Ayant pour thème « Paix avec la nature », il a pour tâche urgente de proposer des mécanismes de suivi et de financement pour garantir que les 23 objectifs de l’ONU puissent être atteints.
Mais le groupe rebelle colombien EMC, une branche de l’armée de guérilla des FARC dissoute en 2017, a jeté une ombre sur l’événement en appelant les délégations étrangères à rester à l’écart et en avertissant que la conférence « échouera ».
La menace est survenue après que les combattants de l’EMC ont été pris pour cible lors d’un raid militaire dans la région du sud-ouest du Cauca, où le groupe est accusé de se livrer au trafic de drogue et à l’exploitation minière illégale.
Cali est la grande ville la plus proche du territoire contrôlé par l’EMC, qui est engagé dans de difficiles négociations de paix avec le gouvernement.
Le président colombien Gustavo Petro a également pris la parole lors de la cérémonie de dimanche, deux jours après s’être dit « nerveux » au sujet de la sécurité.
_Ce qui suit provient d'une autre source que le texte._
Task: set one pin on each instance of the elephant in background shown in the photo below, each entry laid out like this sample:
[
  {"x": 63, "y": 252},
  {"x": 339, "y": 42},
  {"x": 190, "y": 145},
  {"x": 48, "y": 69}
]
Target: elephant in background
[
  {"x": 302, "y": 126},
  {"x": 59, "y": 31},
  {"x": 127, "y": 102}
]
Le maire de Cali, Alejandro Eder, a toutefois insisté sur le fait que les autorités avaient la situation sous contrôle.
« Nous travaillons depuis février pour sauvegarder la ville de Cali », a-t-il déclaré. « Nous avons plus de 10 000 policiers, nous avons également des détachements des Forces armées colombiennes qui gardent tout le périmètre de la ville ».
« La nature n’est pas une ressource »
Les délégués ont du pain sur la planche, alors qu’il ne reste que cinq ans pour atteindre l’objectif de placer 30 pour cent des zones terrestres et maritimes sous protection d’ici 2030.
Jane Goodall, experte britannique de renommée mondiale en matière de primates, a prévenu avant le sommet qu’il restait peu de temps pour inverser la tendance à la baisse.
« Le temps des paroles et des fausses promesses est révolu si nous voulons sauver la planète », a déclaré Goodall à l’ cette semaine.
Selon l’Union internationale pour la conservation de la nature (UICN), qui tient une liste rouge des animaux et des plantes menacés, plus d’un quart des espèces évaluées, soit environ un million au total, sont menacées d’extinction.
Prenant la présidence de la COP, qui se tient tous les deux ans, la ministre colombienne de l’Environnement, Susana Muhamad, a déclaré aux délégués que l’objectif de « paix avec la nature » implique un changement conceptuel des valeurs.
« La nature n’est pas une ressource. La nature est la fibre de la vie qui rend notre propre existence possible », a-t-elle déclaré.
La Colombie, pays hôte, est l’un des pays les plus riches en biodiversité au monde et Petro, son premier président de gauche de l’histoire moderne, a fait de la protection de l’environnement une priorité.
Mais le pays a eu du mal à se sortir de six décennies de conflit armé impliquant des guérilleros de gauche comme l’EMC, des paramilitaires de droite, des gangs de drogue et l’État.